There might be the risk of crush injuries due to moving or falling objects, or accidents due to moving vehicles that are difficult to manoeuvre. There can be instances when faulty equipment causes accidents.
Although workers should be trained to avoid on-site hazards and take a safety-first attitude to their job, eliminating all risk is impossible. The use of casual workers, many lacking in experience, can increase the risk of something going wrong.
Accidents can also involve pedestrians or other non-construction workers. In these types of cases, a construction company or worker, contractor, subcontractor may be held responsible for any injuries.
Apart from the human cost, accidents can lead to huge repercussions for a building project, including increased costs, fines and delays – as well as possibly tarnishing the reputation of the contractor, the client and the project itself.
A culture of safety is paramount on any building site – and the steps that can be taken include greater accountability, better communication on-site and better oversight that work is completed according to safety procedures and regulations.
One way to help install this culture is with a digital software solution being incorporated at every level of the job, through mobile apps on smartphones and tablets.
Greater communication and access to files and plans mean that workers are better informed when they step on-site, meaning they are less likely to make a mistake. And it means a contractor has more control of who is on their site, casual workers included.

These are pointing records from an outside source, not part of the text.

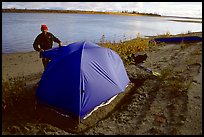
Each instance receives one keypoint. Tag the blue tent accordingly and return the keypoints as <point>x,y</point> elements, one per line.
<point>81,76</point>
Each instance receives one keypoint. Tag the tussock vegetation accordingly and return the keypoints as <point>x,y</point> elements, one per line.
<point>127,49</point>
<point>12,91</point>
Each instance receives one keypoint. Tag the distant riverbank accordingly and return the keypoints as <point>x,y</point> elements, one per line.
<point>134,13</point>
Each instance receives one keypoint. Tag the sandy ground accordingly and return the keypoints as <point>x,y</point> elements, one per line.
<point>167,105</point>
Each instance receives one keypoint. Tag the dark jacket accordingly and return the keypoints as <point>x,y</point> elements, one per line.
<point>45,41</point>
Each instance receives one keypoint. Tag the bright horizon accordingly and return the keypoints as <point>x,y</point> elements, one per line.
<point>181,9</point>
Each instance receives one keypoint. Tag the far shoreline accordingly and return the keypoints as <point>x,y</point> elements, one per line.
<point>124,13</point>
<point>198,33</point>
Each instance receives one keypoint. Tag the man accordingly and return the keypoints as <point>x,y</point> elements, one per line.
<point>44,41</point>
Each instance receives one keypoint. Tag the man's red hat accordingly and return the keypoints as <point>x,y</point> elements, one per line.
<point>44,27</point>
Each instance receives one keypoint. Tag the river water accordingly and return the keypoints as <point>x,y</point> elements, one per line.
<point>20,29</point>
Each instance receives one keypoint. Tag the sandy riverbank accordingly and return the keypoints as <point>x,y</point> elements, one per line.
<point>171,105</point>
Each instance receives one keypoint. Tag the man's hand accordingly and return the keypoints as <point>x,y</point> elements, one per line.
<point>60,44</point>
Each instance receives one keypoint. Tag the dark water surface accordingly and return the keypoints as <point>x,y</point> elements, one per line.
<point>20,29</point>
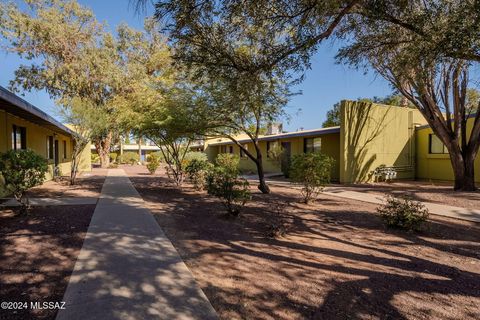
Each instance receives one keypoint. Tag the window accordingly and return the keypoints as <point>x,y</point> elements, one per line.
<point>50,147</point>
<point>435,145</point>
<point>243,154</point>
<point>19,138</point>
<point>312,145</point>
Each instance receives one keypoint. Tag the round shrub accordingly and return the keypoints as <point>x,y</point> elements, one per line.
<point>403,213</point>
<point>129,158</point>
<point>22,170</point>
<point>197,171</point>
<point>113,156</point>
<point>312,171</point>
<point>229,162</point>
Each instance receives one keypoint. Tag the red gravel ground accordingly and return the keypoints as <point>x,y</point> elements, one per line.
<point>441,193</point>
<point>89,184</point>
<point>37,255</point>
<point>337,260</point>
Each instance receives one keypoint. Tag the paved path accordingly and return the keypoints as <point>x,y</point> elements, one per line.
<point>66,201</point>
<point>434,208</point>
<point>127,268</point>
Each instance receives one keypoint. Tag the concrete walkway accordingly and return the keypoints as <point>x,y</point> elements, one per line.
<point>127,268</point>
<point>67,201</point>
<point>434,208</point>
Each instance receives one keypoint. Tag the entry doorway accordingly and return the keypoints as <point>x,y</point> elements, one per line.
<point>56,154</point>
<point>286,158</point>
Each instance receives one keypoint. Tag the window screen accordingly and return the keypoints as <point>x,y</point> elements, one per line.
<point>435,145</point>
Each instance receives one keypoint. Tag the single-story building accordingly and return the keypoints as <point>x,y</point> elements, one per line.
<point>370,136</point>
<point>24,126</point>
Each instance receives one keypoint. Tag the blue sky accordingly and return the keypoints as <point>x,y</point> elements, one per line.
<point>325,84</point>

Working with a paper-based system, subcontractors were more likely to take a chance, rather than spending precious time to go off-site to consult a plan in an office. Now they can access what information they need from whatever area or floor they happen to be on, without losing time or taking any unnecessary risks.
The integrated system of accumulating documentation in the field also means that corners are less likely to be cut as everyone is more accountable for what they do and therefore the quality of work is higher.
Construction software that gathers and collates on-site safety reports inform and educate. With this kind of information at their disposal, site managers can make decisions that will reduce the danger for workers and help avoid safety issues that have occurred repeatedly in the past.
Zutec is keenly aware of the importance of safety, both to the well-being of workers and to the successful completion of a project. The Zutec platform drives greater safety on-site, through better communication and access to information, as explained above.
But it also helps ensure safer sites through better planning. BIM models, for example, help architects, designers and contractors to spot problems with the building or the site in a 3D virtual representation of the building. This allows for many potential dangers to be removed before there are even any boots on the ground. It also allows for greater planning, meaning smoother running of the site with fewer problems to solve, and fewer decisions taken on the hoof which may lead to confusion or mistakes.
And it makes possible better general over-sight – all stakeholders, from main contractor, up the chain of command, can keep a closer eye on what is going on on-site and ensure that everything is being done properly and safely.